I'm still struggling with the Johnstown Flood poem, but suddenly I've also found myself juggling a companion piece: a poem about the members of the South Fork Hunting and Fishing Club, which managed the dam that collapsed and destroyed Johnstown. The
list of club members is a Gilded Age who's who: manufacturers of mine explosives, members of Congress, art patrons, an attorney general, window-glass millionaires, railroad executives, and so on and so on. And as I pondered this list, I suddenly thought of card tables and old guys in tuxedos drinking brandy, and surreptitious belching. So poem number 2 is slowly taking the form of a whist party: that is, I'm breaking the poem into card-party groups of four names, and interspersing them with commentary that riffs on the Hoyle instructions for whist.

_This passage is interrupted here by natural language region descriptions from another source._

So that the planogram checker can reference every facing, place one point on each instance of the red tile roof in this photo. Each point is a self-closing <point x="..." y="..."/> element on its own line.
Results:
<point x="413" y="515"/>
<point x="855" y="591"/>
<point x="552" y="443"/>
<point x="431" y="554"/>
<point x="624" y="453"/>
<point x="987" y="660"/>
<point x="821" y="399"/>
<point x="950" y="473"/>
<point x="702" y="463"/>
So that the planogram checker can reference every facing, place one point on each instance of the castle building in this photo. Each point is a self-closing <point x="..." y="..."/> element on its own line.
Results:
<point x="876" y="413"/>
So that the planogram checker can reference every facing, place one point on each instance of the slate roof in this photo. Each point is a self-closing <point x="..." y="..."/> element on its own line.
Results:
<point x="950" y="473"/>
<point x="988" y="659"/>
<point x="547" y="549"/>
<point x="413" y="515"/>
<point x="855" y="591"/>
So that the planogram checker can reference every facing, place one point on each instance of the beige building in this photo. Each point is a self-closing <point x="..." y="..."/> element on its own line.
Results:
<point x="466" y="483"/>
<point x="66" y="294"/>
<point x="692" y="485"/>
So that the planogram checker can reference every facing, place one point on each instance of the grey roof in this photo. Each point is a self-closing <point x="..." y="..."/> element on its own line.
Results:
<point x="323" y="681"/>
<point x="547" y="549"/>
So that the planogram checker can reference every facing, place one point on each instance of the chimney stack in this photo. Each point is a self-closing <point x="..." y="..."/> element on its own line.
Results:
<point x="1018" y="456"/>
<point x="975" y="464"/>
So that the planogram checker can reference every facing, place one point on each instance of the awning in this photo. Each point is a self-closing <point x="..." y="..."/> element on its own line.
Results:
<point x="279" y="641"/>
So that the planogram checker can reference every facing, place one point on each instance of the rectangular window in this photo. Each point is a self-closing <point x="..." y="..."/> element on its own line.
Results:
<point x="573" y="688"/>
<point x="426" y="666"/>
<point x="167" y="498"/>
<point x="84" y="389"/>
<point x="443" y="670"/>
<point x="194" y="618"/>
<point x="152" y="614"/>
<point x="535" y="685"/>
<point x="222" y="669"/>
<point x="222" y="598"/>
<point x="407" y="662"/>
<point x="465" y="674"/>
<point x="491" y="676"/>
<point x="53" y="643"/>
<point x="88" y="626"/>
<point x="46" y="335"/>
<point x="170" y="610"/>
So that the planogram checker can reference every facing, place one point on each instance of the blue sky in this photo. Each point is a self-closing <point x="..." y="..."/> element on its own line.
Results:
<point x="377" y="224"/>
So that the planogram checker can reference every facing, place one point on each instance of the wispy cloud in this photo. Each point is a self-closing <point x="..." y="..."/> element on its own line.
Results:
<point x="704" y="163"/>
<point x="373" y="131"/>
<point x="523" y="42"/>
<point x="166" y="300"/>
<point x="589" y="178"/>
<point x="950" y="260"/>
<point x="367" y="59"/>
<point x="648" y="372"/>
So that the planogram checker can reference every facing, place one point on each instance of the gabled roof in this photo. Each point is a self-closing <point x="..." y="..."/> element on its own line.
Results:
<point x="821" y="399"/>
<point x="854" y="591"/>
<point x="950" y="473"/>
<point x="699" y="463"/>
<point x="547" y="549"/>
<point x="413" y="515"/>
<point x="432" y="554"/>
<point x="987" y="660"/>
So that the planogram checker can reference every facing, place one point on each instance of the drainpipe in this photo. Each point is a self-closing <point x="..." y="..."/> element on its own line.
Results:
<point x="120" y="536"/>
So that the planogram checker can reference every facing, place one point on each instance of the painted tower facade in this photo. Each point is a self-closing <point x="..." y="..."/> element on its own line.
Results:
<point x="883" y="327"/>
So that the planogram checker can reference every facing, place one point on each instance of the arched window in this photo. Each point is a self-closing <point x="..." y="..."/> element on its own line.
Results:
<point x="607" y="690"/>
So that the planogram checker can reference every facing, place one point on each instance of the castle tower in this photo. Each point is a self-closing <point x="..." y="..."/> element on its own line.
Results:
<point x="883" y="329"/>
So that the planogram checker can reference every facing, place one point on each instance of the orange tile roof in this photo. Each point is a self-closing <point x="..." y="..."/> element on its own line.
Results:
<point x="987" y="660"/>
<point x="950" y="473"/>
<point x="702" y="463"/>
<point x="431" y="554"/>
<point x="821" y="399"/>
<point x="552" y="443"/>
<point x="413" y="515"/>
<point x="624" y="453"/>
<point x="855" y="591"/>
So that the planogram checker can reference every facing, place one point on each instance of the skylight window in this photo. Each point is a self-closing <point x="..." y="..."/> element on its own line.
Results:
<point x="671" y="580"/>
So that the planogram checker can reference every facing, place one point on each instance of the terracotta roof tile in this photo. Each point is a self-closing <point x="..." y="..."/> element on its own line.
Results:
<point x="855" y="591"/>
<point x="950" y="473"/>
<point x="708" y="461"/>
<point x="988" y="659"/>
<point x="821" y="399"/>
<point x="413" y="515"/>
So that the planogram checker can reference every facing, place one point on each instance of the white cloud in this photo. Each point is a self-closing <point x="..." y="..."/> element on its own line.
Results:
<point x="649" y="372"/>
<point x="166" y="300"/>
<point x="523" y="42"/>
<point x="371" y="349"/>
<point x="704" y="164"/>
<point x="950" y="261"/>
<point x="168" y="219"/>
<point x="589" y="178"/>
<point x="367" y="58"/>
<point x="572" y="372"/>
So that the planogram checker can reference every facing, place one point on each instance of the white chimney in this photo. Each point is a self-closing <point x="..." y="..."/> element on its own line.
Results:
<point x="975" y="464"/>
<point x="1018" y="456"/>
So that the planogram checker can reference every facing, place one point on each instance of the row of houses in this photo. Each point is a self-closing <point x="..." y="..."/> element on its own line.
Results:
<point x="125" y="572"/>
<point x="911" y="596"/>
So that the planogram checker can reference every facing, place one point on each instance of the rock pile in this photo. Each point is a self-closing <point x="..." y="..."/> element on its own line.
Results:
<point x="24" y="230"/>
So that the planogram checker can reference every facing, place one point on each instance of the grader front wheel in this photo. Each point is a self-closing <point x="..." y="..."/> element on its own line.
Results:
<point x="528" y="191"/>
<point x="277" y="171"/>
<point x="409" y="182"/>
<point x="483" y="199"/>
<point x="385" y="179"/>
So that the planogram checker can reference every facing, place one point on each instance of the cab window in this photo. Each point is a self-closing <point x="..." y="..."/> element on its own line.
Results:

What excites me about this verse project, as much as anything, is the way in which each subject seems to discover its own poetic structure. This is a whole new world for me, one that requires me to slough off many of my preconceptions about form and line and sound. To be honest, I'm kind of scared.
"Make sure of winning at the earliest opportunity, but take
any risk if that is the only way of saving the game."
2 comments:
what a super quote!!!
It was not the only excellent, and excruciating, Hoyle remark about whist. I lucked into several ironic gems.